The Health and Human Services Department is the domain of this agency and has mandated that any nursing homes receiving federal funding cannot resolve cases in private arbitration, favoring a court resolution instead.
Nursing Homes with 1.5 million residents in total, would be affected by this new mandate and are being promised new protections and services.
Safety and quality of care issues have been pushed out of public view by the fine print embedded in the clauses of the new mandate.
Even in the case of murder, families of Nursing Home residents will have a harder time finding justice. This new system will lower court costs, but does little progress for victims.
A 100-year-old woman was found murdered in her Nursing Home, strangled by her roommate. This case was blocked by the district court for reasons undetermined. Similarly, a 94-year-old woman died at a Nursing Home in Murrysville, PA as a direct result of a head wound. Last November, The New York Times, ran a front-page article on these cases.
Senator Patrick Leahy, a Vermont Democrat, said a week ago, “The sad reality is that today too many Americans must choose between forfeiting their legal rights and getting adequate medical care”.
A statement made that same Wednesday by Mark Parkinson, the President and chief executive of the American Health Care Association said the change on arbitration “clearly exceeds” the statutory authority by the agency and was “wholly unnecessary to protect residents’ health and safety”.
After officials and legislators in 16 different States, as well as the District of Columbia, pushed the new rule on arbitration so government could cut off funding to all Nursing Homes that utilized the clauses of the new mandate made by the agency.
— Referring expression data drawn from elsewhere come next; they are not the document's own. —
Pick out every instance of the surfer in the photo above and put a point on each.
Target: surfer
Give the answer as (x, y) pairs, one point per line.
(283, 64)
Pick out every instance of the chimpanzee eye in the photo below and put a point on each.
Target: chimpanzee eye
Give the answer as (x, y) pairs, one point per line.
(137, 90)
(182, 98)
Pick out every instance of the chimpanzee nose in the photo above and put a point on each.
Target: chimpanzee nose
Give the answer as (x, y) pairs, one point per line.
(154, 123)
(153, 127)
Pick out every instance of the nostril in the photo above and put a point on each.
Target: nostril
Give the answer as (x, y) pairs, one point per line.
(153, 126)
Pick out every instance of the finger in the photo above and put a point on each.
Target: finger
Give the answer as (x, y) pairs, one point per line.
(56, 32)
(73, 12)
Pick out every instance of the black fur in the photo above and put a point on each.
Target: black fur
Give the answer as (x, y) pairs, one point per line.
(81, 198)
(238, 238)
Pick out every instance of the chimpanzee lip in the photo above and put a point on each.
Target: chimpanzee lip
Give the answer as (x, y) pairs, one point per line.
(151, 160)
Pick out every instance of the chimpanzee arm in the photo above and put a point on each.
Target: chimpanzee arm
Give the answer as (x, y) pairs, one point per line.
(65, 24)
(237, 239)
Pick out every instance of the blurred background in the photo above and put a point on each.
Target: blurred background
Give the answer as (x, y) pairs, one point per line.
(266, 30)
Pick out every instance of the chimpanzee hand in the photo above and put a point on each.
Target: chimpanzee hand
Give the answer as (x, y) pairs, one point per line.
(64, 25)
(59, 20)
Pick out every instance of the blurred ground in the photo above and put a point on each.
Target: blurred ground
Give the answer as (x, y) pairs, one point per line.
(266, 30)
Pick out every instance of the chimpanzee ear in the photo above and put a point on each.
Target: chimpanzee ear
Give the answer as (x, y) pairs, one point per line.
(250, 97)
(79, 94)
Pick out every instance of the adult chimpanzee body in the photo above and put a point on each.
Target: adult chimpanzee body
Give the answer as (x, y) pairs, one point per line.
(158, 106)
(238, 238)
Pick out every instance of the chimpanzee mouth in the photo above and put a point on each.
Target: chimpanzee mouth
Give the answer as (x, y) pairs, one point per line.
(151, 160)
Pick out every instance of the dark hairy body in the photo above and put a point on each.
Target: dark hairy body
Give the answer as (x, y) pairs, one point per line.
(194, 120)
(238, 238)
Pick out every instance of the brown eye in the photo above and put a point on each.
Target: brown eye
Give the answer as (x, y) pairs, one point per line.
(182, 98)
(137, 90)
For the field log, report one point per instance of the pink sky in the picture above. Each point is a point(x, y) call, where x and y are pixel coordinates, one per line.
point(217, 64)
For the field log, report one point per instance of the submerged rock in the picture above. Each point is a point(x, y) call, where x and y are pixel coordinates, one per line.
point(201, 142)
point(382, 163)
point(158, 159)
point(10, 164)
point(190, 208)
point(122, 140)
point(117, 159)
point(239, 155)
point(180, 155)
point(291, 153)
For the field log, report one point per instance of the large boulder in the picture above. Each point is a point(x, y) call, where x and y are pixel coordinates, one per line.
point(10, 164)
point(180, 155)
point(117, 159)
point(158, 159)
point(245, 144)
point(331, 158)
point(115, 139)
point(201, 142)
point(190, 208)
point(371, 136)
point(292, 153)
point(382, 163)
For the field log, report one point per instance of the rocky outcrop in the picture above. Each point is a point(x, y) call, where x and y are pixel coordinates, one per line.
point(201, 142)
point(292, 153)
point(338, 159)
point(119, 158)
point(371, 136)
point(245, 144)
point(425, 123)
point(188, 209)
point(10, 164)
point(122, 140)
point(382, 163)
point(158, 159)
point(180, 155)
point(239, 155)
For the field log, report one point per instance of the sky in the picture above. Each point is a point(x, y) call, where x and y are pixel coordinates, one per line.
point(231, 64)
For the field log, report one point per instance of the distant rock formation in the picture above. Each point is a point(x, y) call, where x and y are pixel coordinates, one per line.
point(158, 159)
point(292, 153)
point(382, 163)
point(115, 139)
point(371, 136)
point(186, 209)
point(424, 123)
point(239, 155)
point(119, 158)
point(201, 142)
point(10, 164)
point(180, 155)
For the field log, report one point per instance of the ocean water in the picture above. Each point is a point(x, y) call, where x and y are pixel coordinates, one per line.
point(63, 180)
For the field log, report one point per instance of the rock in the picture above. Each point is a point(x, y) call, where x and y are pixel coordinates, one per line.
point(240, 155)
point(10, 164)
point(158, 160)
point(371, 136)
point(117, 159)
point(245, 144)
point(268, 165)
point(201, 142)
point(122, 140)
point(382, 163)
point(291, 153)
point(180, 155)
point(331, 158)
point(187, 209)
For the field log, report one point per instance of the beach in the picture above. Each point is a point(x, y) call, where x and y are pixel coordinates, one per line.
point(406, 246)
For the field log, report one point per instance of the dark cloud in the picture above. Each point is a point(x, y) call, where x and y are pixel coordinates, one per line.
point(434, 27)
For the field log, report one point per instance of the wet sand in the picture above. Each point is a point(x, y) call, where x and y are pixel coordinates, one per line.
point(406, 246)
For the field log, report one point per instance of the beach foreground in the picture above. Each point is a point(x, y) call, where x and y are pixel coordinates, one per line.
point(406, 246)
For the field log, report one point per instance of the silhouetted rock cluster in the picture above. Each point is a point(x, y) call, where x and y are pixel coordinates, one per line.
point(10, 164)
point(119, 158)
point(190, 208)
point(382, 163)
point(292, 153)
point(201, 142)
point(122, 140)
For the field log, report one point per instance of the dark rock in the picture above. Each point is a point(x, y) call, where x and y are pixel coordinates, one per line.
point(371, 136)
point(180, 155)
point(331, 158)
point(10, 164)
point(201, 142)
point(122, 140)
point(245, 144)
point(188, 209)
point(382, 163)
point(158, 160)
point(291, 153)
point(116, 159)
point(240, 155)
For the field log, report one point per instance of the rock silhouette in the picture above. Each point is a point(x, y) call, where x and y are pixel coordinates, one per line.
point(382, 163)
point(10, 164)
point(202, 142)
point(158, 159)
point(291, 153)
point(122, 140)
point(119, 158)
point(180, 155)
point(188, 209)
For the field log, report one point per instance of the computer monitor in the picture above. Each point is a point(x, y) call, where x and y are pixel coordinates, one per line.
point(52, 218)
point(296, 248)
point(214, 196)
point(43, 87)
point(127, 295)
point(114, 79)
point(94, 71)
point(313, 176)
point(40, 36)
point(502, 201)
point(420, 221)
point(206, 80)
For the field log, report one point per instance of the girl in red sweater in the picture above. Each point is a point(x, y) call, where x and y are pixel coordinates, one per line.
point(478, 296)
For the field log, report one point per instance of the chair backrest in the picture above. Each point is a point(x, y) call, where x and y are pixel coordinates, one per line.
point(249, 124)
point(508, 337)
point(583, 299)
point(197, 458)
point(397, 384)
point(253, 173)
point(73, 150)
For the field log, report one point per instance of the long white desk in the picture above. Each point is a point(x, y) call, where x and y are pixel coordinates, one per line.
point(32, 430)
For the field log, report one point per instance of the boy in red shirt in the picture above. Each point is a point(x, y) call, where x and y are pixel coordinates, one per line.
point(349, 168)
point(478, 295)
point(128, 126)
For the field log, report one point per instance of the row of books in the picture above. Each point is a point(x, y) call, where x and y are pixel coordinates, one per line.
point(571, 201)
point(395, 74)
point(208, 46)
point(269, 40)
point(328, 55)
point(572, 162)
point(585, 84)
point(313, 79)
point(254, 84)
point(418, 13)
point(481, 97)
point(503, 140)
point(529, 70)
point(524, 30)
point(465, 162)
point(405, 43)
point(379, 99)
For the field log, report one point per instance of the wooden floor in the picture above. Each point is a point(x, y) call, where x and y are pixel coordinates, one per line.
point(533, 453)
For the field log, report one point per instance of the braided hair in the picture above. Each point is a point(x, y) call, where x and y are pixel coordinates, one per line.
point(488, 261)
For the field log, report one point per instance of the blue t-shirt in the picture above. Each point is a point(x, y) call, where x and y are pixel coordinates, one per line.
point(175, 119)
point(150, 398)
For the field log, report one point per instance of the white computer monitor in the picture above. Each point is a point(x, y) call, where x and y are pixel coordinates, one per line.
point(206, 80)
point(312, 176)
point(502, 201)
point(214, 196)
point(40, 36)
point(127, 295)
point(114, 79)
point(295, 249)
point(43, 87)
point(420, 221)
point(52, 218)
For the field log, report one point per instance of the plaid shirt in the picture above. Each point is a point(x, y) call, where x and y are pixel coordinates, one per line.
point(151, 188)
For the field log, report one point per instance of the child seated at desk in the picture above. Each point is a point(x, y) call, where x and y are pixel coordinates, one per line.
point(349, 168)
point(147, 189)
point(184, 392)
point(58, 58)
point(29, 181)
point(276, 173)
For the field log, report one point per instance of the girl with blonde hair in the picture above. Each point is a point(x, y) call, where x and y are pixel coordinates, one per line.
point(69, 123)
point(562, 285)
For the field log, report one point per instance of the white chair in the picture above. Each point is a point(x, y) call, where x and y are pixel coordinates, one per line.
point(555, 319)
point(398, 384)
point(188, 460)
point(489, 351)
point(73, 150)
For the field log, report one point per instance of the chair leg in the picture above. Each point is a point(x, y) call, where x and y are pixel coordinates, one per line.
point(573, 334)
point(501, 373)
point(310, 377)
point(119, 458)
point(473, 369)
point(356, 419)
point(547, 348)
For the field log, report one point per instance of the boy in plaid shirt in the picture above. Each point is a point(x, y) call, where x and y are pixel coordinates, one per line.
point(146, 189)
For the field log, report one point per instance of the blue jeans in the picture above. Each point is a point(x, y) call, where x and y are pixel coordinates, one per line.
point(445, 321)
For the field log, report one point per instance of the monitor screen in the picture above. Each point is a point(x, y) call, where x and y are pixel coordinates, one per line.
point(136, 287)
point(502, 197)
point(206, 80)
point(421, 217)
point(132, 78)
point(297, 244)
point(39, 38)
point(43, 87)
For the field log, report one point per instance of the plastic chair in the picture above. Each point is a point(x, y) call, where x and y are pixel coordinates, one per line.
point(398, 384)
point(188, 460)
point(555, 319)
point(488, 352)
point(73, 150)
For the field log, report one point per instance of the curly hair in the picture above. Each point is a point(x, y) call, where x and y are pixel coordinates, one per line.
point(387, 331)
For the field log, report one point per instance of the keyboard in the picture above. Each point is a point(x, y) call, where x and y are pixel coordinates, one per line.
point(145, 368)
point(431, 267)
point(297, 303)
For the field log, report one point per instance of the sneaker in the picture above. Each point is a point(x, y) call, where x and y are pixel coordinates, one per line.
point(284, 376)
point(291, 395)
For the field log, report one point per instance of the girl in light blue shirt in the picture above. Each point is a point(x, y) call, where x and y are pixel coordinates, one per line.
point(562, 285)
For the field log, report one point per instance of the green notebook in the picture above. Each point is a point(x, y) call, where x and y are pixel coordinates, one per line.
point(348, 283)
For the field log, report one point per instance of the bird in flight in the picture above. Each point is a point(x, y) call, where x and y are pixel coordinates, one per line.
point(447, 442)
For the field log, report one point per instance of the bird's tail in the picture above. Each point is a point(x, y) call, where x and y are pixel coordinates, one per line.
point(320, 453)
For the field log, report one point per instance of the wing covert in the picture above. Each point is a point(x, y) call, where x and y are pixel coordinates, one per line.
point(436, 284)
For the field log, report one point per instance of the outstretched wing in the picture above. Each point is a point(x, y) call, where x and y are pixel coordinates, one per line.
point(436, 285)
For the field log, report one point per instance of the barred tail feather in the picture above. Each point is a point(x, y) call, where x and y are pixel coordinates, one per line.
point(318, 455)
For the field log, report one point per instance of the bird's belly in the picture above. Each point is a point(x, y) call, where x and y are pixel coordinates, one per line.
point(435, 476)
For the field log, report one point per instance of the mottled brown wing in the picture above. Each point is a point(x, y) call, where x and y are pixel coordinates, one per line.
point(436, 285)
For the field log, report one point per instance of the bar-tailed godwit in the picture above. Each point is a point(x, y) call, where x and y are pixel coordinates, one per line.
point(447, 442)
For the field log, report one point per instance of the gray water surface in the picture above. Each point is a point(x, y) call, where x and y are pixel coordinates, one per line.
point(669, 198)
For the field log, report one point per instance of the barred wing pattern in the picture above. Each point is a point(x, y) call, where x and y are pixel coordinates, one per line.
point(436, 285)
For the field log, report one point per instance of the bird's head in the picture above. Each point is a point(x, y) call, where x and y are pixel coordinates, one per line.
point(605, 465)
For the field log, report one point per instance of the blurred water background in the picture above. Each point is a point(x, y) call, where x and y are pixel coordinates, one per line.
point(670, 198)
The argument is that arbitration will keep wrongdoing private and hidden from residents and their families.
Health and Human Services, an agency under Centers for Medicare and Medicaid Services, has with it’s decision and plan, given millions of elderly Americans their justly deserved day in court.
This new action is the most significant revision of the agency’s rules for governing federal funding to long-term care in more than two decades.
The Obama Administrations new ruling on the matter is an effort to stymie arbitration and concealment of wrong doing, a parallel system of justice that has been built behind quiet doors for more than a decade.
Credit card companies and other financial firms are now prevented from using arbitration clauses that stymie victims from getting together and issuing class-action lawsuits. The Consumer Financial Protection Bureau revealed the draft of the new rule responsible for this prevention in May of this year.